Forgive me one last digression, but my inner second-wave feminist thinks it’s obscene that I’ve spent this much time discussing my boyfriend’s — ahem, fiancé’s — work without mentioning my own. And who am I to say she’s wrong? So. My work concerns the appropriation of mythological and folk motifs for use in massively multiplayer online role-playing games. I buy high-level characters from burnt-out gamers, and these allow me access to the most remote realms of the virtual worlds without my having to spend thousands of hours building up experience points in a half dozen different games.

Zachary played Spells of Evermore 3 with me once. I had a barbarian warrior and a wood elf druid, and I needed him to play the druid, backing me up while I fought this one particular dragon. His job was to alternately cast ensnaring vines on the monster and healing spells on me. So basically he had to press two buttons. But the dragon had these minions and one of them was a necromancer and things got out of hand, and I admit I may have overreacted when we both got killed, but that was because I knew it was going to be a fucking week of my life to get the lost experience points back when slaying the dragon hadn’t even been the goal in the first place. We were only killing him to get his eyes so we could go see some witch who supposedly had been modeled on Baba Yaga. Zachary said I was no fun to play with and I reminded him that the point of the game wasn’t to have fun, and that was the last time I asked him to take an active interest in my work.
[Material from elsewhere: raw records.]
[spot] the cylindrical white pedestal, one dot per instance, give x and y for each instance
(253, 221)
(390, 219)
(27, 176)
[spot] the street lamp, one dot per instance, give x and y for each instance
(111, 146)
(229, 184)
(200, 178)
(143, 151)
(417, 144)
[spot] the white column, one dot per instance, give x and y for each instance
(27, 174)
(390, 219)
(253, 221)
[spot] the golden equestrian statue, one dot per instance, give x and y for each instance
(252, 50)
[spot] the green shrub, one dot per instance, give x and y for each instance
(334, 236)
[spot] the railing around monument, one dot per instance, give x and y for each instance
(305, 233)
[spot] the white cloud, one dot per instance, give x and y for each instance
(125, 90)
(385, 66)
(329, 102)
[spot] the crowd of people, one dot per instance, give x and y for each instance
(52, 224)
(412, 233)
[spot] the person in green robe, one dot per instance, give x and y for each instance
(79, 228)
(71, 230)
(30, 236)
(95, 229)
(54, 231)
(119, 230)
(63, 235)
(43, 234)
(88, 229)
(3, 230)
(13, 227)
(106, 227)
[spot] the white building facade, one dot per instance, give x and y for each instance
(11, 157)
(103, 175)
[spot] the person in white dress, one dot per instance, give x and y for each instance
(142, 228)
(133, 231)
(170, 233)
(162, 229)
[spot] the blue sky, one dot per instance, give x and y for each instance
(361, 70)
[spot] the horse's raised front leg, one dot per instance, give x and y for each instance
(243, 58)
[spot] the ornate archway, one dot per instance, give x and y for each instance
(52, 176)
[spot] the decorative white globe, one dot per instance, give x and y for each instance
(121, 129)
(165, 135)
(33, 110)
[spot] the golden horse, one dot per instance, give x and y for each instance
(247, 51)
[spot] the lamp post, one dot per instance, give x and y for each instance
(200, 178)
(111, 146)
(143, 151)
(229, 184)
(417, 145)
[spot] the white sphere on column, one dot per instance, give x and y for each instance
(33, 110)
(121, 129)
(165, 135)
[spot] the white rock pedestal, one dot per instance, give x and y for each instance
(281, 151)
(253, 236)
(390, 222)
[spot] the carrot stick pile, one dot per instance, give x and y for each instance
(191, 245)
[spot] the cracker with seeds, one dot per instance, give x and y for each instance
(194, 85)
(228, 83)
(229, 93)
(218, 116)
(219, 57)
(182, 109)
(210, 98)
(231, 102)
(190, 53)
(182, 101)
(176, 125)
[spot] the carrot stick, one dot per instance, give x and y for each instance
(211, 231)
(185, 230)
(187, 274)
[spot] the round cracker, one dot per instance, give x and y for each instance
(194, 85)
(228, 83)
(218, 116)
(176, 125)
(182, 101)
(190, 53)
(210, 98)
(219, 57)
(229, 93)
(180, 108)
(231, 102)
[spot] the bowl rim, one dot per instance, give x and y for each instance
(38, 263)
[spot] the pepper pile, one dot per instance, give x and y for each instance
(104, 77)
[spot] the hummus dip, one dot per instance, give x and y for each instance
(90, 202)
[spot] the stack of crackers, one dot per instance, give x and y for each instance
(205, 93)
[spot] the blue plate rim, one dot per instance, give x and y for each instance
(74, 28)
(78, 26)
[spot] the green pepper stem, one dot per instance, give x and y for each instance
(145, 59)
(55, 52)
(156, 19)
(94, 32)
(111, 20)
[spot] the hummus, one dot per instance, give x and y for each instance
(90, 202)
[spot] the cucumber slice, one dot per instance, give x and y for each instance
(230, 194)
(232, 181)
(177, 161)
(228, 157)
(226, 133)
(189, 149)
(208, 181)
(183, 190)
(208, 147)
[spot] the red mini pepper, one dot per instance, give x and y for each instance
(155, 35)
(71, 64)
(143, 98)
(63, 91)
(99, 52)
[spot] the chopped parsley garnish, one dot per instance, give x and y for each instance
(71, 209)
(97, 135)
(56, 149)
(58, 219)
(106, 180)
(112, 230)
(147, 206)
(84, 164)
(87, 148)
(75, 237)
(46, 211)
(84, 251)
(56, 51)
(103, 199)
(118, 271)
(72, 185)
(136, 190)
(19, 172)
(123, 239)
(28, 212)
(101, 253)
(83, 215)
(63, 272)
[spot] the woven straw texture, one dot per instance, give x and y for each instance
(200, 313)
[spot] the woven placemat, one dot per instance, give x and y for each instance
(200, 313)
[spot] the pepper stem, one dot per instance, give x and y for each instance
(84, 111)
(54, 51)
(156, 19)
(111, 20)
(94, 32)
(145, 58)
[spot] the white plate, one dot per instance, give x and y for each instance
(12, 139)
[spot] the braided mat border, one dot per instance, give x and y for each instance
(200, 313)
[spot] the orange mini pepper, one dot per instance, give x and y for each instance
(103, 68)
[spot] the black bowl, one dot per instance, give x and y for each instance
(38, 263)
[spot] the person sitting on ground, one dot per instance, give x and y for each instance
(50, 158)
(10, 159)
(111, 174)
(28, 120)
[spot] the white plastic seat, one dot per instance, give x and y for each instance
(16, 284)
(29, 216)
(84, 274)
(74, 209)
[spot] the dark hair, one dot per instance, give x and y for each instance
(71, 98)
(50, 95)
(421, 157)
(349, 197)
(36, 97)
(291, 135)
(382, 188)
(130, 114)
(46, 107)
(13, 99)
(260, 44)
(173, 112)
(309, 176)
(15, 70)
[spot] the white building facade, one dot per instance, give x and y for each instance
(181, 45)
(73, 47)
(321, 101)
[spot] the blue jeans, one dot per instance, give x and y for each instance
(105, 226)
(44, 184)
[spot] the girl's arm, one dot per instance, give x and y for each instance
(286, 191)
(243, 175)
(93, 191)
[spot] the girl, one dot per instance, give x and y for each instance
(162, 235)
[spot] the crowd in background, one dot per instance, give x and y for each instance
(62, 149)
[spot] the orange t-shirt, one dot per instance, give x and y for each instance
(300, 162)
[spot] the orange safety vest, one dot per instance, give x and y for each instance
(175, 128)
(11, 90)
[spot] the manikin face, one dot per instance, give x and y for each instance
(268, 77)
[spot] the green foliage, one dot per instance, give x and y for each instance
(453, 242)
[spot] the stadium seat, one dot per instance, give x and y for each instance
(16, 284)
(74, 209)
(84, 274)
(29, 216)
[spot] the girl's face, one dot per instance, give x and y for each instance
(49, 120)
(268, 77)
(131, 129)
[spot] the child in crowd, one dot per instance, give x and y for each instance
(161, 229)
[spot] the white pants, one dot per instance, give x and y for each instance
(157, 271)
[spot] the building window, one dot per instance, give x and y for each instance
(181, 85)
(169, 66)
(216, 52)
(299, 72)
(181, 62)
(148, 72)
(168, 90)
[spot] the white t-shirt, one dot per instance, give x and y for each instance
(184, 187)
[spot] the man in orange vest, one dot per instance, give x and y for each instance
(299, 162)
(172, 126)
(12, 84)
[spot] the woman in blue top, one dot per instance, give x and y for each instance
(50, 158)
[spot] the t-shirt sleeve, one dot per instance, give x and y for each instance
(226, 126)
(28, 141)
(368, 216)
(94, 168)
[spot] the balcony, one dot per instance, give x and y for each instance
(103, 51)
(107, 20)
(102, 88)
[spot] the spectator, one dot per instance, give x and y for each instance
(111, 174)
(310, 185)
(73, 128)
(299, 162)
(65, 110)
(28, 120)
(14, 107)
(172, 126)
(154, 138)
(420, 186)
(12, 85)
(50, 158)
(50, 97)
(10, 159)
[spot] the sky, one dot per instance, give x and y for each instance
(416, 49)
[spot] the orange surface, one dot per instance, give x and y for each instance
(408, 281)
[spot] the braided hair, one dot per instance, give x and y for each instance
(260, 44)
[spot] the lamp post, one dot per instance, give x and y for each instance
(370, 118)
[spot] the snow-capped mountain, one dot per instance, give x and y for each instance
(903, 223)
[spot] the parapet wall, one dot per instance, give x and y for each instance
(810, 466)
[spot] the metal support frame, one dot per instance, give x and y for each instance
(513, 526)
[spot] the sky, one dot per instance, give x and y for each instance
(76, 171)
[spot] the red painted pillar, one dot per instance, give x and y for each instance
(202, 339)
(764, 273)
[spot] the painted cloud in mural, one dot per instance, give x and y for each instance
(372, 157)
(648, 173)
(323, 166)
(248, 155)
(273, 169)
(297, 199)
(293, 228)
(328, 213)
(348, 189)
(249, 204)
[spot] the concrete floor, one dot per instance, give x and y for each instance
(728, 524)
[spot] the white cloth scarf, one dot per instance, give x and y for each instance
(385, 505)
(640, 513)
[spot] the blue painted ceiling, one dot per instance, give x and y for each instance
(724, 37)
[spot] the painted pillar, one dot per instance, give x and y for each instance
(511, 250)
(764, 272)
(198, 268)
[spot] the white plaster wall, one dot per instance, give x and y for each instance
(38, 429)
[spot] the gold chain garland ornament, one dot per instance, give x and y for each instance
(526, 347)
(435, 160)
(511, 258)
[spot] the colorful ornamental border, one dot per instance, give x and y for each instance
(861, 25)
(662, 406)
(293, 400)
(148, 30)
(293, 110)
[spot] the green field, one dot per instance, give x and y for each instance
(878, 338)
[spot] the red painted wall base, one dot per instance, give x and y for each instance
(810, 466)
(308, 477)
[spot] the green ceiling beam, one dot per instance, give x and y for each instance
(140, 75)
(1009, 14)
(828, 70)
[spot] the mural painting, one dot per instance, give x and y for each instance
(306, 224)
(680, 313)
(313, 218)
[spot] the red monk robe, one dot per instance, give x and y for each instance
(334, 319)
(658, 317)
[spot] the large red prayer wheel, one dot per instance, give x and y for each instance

But getting back to our truth session. Because it’s not 1971 or whatever year it’s supposed to be in the Hannah story, we’re having a tough time finding stuff that the other person doesn’t already know. We know each other’s loss-of-virginity episodes and we know each other’s numbers. He knows about my abortion. I know he messed around with guys a few times in college. All very healthy and progressive, I’m sure, but the point is that before we know it we’ve run out of revelations from our pasts and have stumbled into the veritable present.

So I admit that, yes, I sometimes fake with him. Not often, I’m quick to add, trying to be kind here and pulling it off, I think, though this is admittedly something I’ve been looking for a way to talk about.

“Well, when was the last time?” He isn’t looking at me. He’s at the counter, fixing us fresh drinks. Gin and tonics with zests of lime, because even though we can joke knowingly about “the peculiar institution” and “the War of Northern Aggression” we are still people who live in Philadelphia with their citrus zester. Anyway, I give him the truthful answer about my faking: “Tuesday.”

“I see.” His tone is relaxed. Casual introspection. If he’s hurt he hides it well. Or, also plausible, I’m too drunk to read him.

“Your turn,” I say. It occurs to me that we’re doing our truth session backwards. In the story they have this great night out — it’s the guy’s birthday — and then they get into it the morning after, when they’re sober, after ditching a party and reaffirming their love. But it’s too late to offer this observation, with him already in the middle of talking about Bridget, the girl he dated before me. How it only lasted a few months but was super heavy while it did. I already know all this, I want to say to him. Well, here’s some news. Bridget used to be into some rough stuff — she liked to be choked and held down, tossed around. Your average rape fantasy, it sounds like. And he’s got his hands in the air, palms out, preemptive defense, saying how he didn’t even want to do it at first — refused to role-play the oppressor, was worried he might injure her, etc. But then he learned that simulating violence in a safe space can be a valid way of gaining psychological mastery over trauma. (One wonders what ol’ Bridget’s truth session might have sounded like.) Long story short, he came around.